According to a recent article in BusinessWeek, many major CPG companies are planning to raise prices due to higher energy and packaging costs. The increases varied from 2% to 5%. The magazine cited Clorox, Kimberly Clark, Kraft Foods, Pepsico, and Anheuser Busch. The article went onto highlight manufacturers that were unsuccessful in maintaining price increases due to market share declines or other reasons.
Many makers of consumer products view pricing action as a reactive last resort to fix escalating cost problems. It is an episodic occurrence. Unfortunately, many lack the “know how” and evaluating disciplines to make informed pricing decisions.
It’s time to use pricing as a strategic tool for revenue and profit growth. How?

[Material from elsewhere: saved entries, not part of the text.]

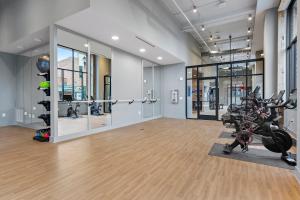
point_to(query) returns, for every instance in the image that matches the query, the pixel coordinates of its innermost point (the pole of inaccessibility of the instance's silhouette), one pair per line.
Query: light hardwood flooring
(160, 159)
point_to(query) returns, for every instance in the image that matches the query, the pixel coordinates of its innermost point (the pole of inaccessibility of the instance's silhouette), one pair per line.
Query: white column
(298, 97)
(270, 51)
(53, 83)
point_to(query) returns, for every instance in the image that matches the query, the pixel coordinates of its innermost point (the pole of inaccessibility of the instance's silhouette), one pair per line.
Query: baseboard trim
(8, 124)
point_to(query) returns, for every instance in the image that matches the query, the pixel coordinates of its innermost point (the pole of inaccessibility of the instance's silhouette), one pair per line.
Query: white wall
(150, 20)
(20, 18)
(171, 75)
(7, 88)
(270, 51)
(126, 84)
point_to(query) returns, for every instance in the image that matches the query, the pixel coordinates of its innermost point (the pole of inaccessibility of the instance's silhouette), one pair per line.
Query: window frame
(73, 75)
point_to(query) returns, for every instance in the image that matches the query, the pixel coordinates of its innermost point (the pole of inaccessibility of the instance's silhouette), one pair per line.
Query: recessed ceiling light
(115, 38)
(250, 17)
(37, 40)
(249, 30)
(194, 9)
(221, 4)
(142, 50)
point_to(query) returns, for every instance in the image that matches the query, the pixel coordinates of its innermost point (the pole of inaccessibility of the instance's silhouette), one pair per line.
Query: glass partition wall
(211, 88)
(151, 90)
(83, 84)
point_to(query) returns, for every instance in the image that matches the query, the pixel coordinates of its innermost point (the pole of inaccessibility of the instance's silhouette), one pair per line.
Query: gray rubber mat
(227, 135)
(258, 156)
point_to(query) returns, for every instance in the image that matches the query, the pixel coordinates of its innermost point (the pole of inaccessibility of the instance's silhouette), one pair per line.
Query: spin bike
(262, 122)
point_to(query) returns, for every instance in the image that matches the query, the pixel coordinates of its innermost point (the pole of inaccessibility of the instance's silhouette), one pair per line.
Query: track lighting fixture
(250, 17)
(194, 9)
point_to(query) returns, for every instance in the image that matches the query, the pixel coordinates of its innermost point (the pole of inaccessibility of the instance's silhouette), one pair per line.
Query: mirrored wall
(84, 84)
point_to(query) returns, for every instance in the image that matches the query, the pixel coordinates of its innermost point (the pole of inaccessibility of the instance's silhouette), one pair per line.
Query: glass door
(207, 98)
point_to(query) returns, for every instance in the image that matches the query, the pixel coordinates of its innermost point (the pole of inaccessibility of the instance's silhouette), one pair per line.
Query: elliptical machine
(261, 122)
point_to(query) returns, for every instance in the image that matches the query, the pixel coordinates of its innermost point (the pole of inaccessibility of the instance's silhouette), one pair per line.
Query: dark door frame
(217, 81)
(199, 115)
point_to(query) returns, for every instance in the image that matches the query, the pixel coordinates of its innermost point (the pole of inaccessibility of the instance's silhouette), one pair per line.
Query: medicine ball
(43, 64)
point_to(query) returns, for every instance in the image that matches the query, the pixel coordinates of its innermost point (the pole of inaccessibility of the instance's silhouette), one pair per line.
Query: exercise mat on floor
(227, 135)
(258, 156)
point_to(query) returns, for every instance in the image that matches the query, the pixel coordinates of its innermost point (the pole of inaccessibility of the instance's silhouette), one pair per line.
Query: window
(291, 52)
(72, 74)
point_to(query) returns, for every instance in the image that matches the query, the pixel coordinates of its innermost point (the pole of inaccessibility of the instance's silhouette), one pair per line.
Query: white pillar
(270, 51)
(298, 97)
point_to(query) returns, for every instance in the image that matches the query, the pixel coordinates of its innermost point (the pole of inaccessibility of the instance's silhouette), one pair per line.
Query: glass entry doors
(212, 88)
(207, 95)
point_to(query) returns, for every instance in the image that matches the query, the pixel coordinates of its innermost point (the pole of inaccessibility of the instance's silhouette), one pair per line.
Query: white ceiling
(221, 18)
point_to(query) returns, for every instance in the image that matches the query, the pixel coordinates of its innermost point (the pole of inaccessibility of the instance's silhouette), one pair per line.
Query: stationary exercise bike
(261, 122)
(72, 112)
(95, 108)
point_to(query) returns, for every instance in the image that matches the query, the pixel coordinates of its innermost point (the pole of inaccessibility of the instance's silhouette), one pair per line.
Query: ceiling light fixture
(37, 40)
(250, 17)
(115, 38)
(142, 50)
(194, 9)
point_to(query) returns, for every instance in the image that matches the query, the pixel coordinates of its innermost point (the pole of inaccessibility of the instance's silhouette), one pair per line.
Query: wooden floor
(161, 159)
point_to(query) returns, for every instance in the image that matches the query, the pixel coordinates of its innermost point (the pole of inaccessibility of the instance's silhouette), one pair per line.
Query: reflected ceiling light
(194, 9)
(142, 50)
(37, 40)
(250, 17)
(221, 4)
(249, 30)
(115, 38)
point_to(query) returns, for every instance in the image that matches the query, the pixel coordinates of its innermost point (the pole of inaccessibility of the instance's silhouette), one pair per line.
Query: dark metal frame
(73, 71)
(231, 76)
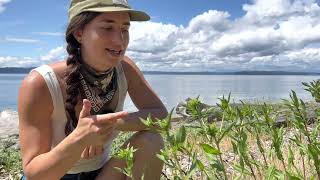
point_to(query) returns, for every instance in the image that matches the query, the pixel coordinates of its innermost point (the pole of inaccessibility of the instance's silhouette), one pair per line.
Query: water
(173, 89)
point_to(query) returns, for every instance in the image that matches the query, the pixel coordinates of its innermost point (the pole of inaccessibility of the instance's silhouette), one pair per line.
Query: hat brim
(134, 14)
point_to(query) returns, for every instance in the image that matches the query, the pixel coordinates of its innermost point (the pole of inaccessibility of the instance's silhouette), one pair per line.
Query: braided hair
(73, 67)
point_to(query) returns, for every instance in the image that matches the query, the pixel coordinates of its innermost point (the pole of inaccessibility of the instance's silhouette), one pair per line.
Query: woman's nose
(118, 38)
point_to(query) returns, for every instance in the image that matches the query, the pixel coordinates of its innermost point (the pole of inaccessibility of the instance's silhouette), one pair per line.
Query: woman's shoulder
(35, 86)
(130, 67)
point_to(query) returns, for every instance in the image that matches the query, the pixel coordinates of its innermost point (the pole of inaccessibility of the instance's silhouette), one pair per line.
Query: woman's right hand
(96, 129)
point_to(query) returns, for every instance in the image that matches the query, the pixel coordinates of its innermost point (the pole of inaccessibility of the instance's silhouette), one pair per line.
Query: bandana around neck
(98, 87)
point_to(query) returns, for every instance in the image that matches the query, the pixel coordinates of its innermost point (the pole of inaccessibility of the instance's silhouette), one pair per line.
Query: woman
(70, 111)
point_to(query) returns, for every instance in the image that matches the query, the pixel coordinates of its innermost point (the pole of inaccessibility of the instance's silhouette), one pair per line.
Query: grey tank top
(59, 118)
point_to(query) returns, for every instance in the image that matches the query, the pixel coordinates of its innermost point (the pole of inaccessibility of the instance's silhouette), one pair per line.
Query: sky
(192, 35)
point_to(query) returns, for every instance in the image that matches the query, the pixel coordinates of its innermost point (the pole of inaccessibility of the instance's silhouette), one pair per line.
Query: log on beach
(282, 118)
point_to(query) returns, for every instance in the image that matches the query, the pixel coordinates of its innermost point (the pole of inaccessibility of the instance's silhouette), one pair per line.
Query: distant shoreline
(14, 70)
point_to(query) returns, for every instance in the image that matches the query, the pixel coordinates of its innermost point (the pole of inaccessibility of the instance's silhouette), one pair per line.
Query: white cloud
(10, 61)
(54, 54)
(272, 35)
(49, 33)
(2, 3)
(21, 40)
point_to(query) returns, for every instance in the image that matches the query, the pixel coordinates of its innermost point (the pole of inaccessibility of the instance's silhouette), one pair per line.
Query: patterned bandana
(98, 88)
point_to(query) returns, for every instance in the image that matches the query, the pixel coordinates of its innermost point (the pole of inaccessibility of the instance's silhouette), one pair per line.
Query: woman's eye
(108, 28)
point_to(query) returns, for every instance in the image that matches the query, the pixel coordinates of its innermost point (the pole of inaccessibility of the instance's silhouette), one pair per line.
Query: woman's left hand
(92, 151)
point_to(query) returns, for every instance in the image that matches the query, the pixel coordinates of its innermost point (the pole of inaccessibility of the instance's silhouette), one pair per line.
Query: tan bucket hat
(79, 6)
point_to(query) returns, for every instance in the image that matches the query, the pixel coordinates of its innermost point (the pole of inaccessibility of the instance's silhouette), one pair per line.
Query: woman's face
(104, 40)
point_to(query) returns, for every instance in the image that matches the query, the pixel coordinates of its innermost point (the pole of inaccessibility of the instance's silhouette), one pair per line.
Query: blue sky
(193, 35)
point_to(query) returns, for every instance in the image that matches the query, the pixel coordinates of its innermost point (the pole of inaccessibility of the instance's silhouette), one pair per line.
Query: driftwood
(282, 117)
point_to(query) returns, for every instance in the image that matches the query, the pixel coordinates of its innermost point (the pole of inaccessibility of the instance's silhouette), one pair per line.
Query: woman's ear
(78, 35)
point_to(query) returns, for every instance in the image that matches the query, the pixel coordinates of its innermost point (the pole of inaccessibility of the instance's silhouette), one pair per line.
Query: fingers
(111, 117)
(86, 108)
(92, 151)
(85, 153)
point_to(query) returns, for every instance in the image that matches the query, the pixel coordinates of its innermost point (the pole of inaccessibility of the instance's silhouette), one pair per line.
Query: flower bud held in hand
(96, 129)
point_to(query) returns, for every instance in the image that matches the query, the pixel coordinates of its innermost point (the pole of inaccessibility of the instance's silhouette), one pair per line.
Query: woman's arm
(144, 98)
(35, 109)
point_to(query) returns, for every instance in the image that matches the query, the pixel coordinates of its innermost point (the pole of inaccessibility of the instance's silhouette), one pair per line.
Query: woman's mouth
(114, 53)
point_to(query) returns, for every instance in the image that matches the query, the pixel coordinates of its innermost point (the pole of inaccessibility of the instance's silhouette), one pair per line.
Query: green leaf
(210, 150)
(200, 165)
(181, 136)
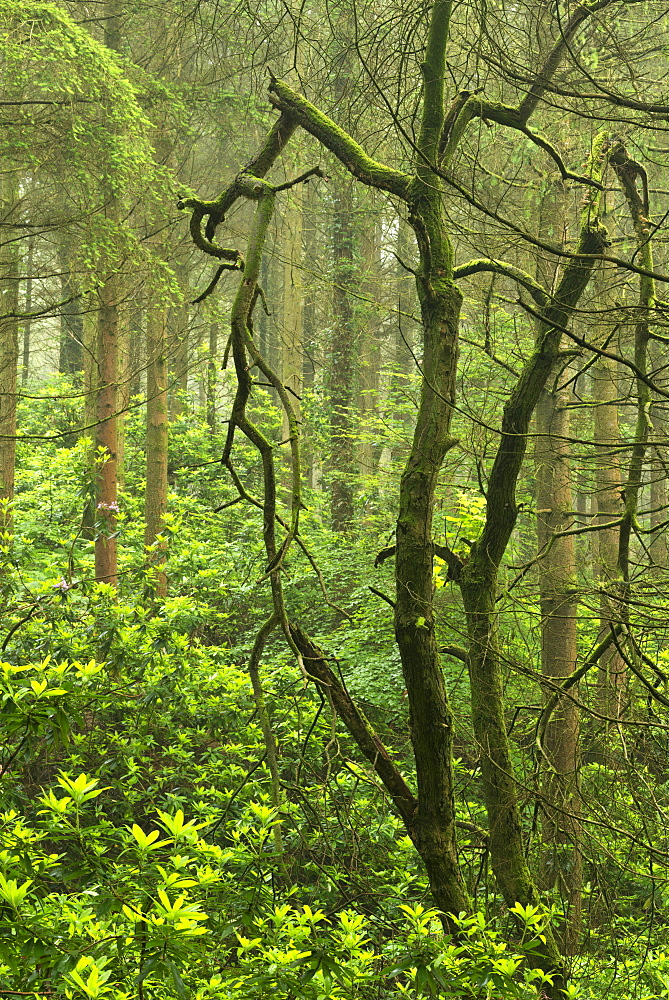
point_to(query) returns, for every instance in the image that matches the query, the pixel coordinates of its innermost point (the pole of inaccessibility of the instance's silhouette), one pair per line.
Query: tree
(424, 191)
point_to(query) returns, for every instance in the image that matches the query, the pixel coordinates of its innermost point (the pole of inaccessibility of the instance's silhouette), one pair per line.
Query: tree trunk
(611, 681)
(90, 388)
(178, 325)
(71, 320)
(292, 332)
(157, 423)
(559, 609)
(9, 348)
(123, 396)
(27, 323)
(341, 377)
(212, 375)
(106, 444)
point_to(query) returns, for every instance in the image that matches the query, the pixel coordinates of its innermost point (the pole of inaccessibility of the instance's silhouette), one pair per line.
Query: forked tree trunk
(608, 484)
(562, 861)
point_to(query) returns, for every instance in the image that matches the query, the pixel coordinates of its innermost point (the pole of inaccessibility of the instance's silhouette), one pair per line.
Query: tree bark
(9, 348)
(157, 428)
(559, 611)
(342, 373)
(106, 428)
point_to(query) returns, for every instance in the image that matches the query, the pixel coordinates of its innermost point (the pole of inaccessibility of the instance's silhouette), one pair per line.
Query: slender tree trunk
(559, 610)
(212, 375)
(90, 389)
(157, 424)
(659, 552)
(25, 366)
(612, 670)
(124, 383)
(9, 348)
(292, 333)
(342, 374)
(179, 337)
(71, 320)
(106, 441)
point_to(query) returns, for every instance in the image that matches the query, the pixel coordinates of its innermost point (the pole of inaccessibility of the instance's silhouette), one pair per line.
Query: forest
(334, 563)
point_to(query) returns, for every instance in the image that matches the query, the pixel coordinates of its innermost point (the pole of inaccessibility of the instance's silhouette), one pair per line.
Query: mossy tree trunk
(432, 822)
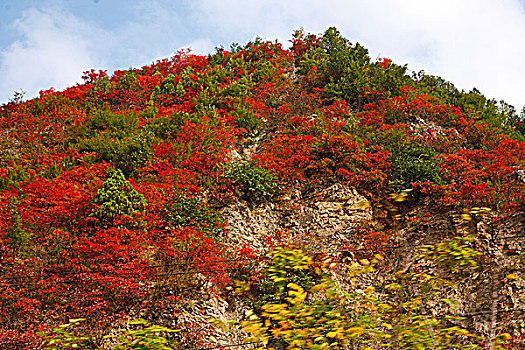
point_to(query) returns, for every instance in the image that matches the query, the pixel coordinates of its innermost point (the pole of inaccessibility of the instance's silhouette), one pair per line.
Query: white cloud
(53, 51)
(471, 43)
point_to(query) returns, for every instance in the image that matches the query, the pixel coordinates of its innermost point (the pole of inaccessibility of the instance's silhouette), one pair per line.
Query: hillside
(309, 197)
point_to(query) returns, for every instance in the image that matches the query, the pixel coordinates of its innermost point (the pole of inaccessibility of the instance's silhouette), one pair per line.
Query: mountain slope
(159, 189)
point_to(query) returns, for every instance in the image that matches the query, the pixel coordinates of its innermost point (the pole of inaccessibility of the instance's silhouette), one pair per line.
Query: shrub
(117, 199)
(253, 181)
(183, 210)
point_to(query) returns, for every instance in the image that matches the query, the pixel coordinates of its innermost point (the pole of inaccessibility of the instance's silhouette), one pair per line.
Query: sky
(471, 43)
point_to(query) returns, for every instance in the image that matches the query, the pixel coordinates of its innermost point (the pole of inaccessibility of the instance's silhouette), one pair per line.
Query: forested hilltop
(262, 197)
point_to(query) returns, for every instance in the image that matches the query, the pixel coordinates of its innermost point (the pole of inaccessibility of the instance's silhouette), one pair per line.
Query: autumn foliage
(110, 191)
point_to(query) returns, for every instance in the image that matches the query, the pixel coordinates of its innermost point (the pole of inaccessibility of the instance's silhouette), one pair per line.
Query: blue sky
(472, 43)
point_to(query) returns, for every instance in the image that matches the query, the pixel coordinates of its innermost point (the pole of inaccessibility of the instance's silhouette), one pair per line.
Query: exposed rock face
(325, 219)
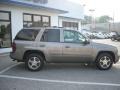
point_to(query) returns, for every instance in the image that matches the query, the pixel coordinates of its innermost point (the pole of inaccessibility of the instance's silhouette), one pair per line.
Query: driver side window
(73, 37)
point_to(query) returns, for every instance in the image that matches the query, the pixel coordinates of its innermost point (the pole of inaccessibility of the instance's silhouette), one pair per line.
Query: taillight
(13, 47)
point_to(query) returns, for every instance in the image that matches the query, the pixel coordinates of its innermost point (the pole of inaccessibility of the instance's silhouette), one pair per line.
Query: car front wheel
(34, 62)
(104, 61)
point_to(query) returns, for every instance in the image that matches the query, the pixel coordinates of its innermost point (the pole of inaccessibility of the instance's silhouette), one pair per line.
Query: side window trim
(43, 40)
(74, 34)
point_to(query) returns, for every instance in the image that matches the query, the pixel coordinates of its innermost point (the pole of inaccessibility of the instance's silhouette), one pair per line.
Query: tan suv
(35, 46)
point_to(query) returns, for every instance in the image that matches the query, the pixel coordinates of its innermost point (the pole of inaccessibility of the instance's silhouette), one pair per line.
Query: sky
(101, 7)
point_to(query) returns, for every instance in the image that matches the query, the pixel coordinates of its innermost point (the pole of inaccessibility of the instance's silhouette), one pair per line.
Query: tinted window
(5, 29)
(51, 35)
(27, 34)
(4, 16)
(73, 37)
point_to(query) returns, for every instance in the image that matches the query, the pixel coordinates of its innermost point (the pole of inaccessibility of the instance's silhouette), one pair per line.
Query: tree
(104, 19)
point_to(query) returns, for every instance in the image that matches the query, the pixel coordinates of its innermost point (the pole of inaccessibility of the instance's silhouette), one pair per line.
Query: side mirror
(87, 41)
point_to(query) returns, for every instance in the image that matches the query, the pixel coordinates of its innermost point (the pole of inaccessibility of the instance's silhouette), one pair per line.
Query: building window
(32, 20)
(5, 29)
(70, 25)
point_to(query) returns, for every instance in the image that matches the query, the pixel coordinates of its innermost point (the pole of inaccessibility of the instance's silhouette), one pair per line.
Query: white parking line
(59, 81)
(8, 68)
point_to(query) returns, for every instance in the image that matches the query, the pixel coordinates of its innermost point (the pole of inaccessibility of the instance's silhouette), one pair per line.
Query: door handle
(67, 46)
(42, 45)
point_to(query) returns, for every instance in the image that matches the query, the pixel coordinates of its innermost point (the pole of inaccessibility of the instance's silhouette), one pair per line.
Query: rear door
(74, 49)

Most manufacturers tend to focus on gross margin or gross margin after trade spending at the expense of focusing on the top line through a good understanding of pricing management. Pricing management should be an extension of good brand role development which aligns spending and program objectives with pricing risks and opportunities. When reviewing the brand role, some questions that must be addressed are:
After understanding pricing within the context of the brand role, manufacturers must then set their sites on regional and channel variations for pricing within and among channels and the value relationship between sizes. If managed strategically small price increases can be executed annually or bi-annually as needed.
When talking pricing, it is important to understand the relationship between everyday price relative to promoted price because that they are inextricably linked. Then, by developing SKU-level and brand-level elasticity, manufacturers can understand the impact on volume and profitability from pricing action and build scenarios relative to competitive responses.
It is very important to understand not only the volume impact, but also where the volume goes. Potential volume lost from pricing could stay within the manufacturer’s own portfolio and reduce the net impact, or leave the brand completely. By understanding brand elasticity, manufacturers can be more proactive in establishing pricing objectives with everyday low price (EDLP) retailers rather then assuming that all products benefit from shelf-price reductions.
In many cases, the product may be relatively inelastic to price reductions. Thus, both the retailer and the manufacturer are giving away profits unnecessarily. It is also important to understand critical promoted price points to determine if they are just legacy price points or whether the consumer really has been trained to identify those price points as value points.
On the execution side of pricing actions, it is important to determine how you think the pricing will be executed by key retailers. Will they will view this as an opportunity to take a gross margin increase or pass the increase on a penny-for-penny basis to the consumer. It is important to understand how the retailer views the role of the category within the context of their pricing and promotion philosophy.
Pricing is an opportunity for the trading partners to engage in collaborative discussions of the brand role relative to pricing and promotion. Any changes that reduce pricing complexity or simplify brand line pricing usually are received more readily. Most often, price declines need to be linked to some type of strategic event that will boost the brand performance to get full price reflection from retailers.
Bottom line: If pricing management is viewed as a strategic tool and part of the overarching brand resource mix, it will lead to successful execution and long-term benefits.